E Putin getta benzina sul fuoco Usa: «Sono pronto a incontrare Donald»

Pure i repubblicani contro il nuovo segretario di Stato legato a Mosca

Gian Micalessin

Il grande imbucato al tavolo nobile del potere americano sarà anche Donald Trump, ma il vero convitato di pietra si chiama Vladimir Putin. Dietro le furibonde polemiche che spaccano l'America e dividono establishment politico, servizi segreti e persino un partito repubblicano teorico vincitore della partita presidenziale, c'è sempre e solo il fantasma del presidente russo. Un fantasma dipinto come il vero «deus ex machina» della vittoria di Trump e dei fiorenti affari messi a segno dalla Exxon Mobil sulla piazza russa sotto la guida di quell'amministratore delegato Rex Tillerson appena nominato egretario di Stato.

E mentre il sospetto dilaga innescando lo scontro tra «Direttorato dell'Intelligence» (l'agenzia a cui spetta il controllo di tutti i 007) e la Cia e mettendo in rotta di collisione Trump e molti senatori repubblicani il presidente russo sembra far di tutto per alimentare i sospetti. Con una mossa destinata a seminar altra zizzania Putin annuncia d'esser pronto ad incontrare Trump «in qualsiasi momento» e appoggiarlo. «Il presidente eletto americano si è detto pubblicamente a favore della normalizzazione dei rapporti russo-americani, non possiamo che sostenerlo...» dichiara in una serie d'interviste rilanciate dal sito del Cremlino e dai principali media. «C'è bisogno solo di buona volontà, dobbiamo lavorare tenendo conto degli interessi l'uno dell'altro» sottolinea Putin.

Dichiarazioni che minacciano di rendere ancor più nervosa la situazione ai vertici di un America mai così divisa davanti a un potenziale nemico esterno.

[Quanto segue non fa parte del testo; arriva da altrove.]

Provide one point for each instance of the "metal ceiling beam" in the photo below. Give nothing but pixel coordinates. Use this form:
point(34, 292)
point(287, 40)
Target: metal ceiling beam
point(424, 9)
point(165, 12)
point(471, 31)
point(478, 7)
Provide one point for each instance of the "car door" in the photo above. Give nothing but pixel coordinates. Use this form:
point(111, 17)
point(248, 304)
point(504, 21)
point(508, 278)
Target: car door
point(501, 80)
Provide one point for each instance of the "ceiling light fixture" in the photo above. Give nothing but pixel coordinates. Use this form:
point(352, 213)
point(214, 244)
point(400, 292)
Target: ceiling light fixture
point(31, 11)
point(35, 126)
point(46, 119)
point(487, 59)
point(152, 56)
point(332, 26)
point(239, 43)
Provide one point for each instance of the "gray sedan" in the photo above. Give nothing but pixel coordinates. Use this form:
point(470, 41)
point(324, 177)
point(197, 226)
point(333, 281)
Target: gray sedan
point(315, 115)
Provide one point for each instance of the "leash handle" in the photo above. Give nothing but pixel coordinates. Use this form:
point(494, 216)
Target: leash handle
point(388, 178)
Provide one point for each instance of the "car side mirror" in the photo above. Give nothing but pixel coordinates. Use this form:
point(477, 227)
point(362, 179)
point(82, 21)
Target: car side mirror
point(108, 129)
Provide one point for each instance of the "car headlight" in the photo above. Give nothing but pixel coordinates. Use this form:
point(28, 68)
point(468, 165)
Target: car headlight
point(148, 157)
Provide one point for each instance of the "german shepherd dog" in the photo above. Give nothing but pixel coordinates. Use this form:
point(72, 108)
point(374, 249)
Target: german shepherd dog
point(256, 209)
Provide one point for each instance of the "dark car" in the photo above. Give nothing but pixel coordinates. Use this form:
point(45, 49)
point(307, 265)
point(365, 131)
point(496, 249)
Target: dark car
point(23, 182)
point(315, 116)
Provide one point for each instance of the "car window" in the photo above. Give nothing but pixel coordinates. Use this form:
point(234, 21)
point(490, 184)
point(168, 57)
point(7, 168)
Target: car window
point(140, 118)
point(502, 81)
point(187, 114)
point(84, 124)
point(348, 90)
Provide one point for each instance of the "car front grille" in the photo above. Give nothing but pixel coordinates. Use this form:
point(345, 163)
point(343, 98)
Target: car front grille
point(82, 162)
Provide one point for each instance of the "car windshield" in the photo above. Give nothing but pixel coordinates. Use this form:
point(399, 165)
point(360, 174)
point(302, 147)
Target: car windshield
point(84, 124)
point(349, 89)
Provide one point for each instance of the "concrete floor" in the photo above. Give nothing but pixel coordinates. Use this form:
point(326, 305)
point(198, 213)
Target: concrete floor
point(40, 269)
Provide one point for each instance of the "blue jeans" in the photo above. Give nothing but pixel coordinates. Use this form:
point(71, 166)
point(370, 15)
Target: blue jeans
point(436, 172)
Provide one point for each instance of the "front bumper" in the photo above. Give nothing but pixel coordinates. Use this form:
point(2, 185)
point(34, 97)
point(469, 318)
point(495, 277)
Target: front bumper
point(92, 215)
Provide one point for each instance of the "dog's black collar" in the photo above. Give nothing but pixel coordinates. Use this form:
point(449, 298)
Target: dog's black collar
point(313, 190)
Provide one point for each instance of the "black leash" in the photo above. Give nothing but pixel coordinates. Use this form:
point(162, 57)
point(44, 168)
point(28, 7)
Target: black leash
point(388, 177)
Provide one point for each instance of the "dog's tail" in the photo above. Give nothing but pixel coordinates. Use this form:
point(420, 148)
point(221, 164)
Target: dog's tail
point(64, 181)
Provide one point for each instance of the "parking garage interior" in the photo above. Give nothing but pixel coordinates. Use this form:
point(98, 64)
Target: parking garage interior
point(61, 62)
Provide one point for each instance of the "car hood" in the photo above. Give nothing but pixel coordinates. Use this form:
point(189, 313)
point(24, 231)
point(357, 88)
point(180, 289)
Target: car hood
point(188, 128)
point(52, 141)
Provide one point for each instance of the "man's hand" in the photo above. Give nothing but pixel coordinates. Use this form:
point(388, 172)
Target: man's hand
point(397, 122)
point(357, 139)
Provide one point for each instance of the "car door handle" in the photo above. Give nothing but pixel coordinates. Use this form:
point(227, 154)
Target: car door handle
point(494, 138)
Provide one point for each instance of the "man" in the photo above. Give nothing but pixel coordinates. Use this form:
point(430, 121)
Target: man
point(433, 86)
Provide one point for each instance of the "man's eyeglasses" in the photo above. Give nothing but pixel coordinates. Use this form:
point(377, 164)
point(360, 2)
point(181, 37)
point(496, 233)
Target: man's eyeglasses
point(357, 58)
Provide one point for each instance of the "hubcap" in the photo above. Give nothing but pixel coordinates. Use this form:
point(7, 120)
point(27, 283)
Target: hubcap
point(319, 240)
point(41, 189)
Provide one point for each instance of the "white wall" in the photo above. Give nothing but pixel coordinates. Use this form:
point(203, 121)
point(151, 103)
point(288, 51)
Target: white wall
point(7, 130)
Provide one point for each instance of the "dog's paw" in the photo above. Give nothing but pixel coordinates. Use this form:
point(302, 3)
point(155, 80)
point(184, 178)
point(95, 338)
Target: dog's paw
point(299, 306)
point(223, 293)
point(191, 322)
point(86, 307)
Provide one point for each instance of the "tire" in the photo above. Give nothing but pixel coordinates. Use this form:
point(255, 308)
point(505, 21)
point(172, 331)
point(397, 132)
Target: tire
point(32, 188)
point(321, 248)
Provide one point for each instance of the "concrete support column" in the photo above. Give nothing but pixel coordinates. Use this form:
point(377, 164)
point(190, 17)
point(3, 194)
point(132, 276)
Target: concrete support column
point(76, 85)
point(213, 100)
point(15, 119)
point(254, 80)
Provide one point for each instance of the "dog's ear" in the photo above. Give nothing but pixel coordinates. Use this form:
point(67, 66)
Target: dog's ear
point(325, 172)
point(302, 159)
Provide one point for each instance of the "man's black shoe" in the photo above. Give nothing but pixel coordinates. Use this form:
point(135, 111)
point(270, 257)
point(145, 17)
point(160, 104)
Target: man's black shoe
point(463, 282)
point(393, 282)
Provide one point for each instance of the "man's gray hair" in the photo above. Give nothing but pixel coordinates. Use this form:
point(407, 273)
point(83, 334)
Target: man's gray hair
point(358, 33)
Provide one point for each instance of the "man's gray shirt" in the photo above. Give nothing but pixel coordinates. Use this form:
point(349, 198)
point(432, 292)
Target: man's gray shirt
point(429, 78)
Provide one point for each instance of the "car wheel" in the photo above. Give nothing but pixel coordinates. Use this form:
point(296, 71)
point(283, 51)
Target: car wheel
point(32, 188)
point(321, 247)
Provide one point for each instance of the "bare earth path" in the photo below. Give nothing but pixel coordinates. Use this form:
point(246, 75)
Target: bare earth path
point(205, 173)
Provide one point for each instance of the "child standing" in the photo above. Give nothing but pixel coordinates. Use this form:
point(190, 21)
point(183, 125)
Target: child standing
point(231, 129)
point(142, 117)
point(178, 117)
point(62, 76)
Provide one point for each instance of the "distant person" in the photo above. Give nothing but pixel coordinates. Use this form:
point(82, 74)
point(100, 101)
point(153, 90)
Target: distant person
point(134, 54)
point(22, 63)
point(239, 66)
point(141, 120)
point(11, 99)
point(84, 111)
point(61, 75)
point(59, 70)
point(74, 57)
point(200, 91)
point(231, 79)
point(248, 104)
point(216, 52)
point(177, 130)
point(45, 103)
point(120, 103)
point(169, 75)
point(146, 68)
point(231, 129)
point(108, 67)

E in questo è difficile non notare le responsabilità di un Obama arrivato a pretendere, a poche settimane dalla fine del mandato, un rapporto dei servizi segreti sul ruolo giocato dal Cremlino nell'elezione di Trump. Una richiesta destinata ad alimentare ulteriori incrinature visto che sia il «Direttorato dell'Intelligence» sia l'Fbi hanno già liquidato come semplici sospetti i rapporti della Cia sulle interferenze russe. Ed ancor più grave è forse la preventiva delegittimazione di un segretario di Stato chiamato a restituire agli Usa quel ruolo di grande potenza offuscato dall'amministrazione Obama.

Certo i rapporti di Tillerson con Putin e la compagnia di Stato russa Rosneft hanno sicuramente aiutato la Exxon a diventare la prima e unica compagnia petrolifera autorizzata a operare nelle isole Sakhalin e nell'Artico russo. E l'onorificenza all'amicizia conferita da Putin a lui e all'ad Eni Paolo Scaroni nel giugno 2013 ne sono la prova. Ma quei rapporti intessuti da Tillerson per favorire la propria azienda potrebbero rivelarsi anche l'asso nella manica per svolgere la propria missione di Segretario di Stato a favore della nazione statunitense.

In America i primi ad esserne certi sono l'ex segretario di Stato Condoleeza Rice, l'ex segretario alla difesa Robert Gates e il vice presidente Dick tutti concordi, quando Trump ha chiesto la loro opinione, nel difendere la scelta di Tillerson.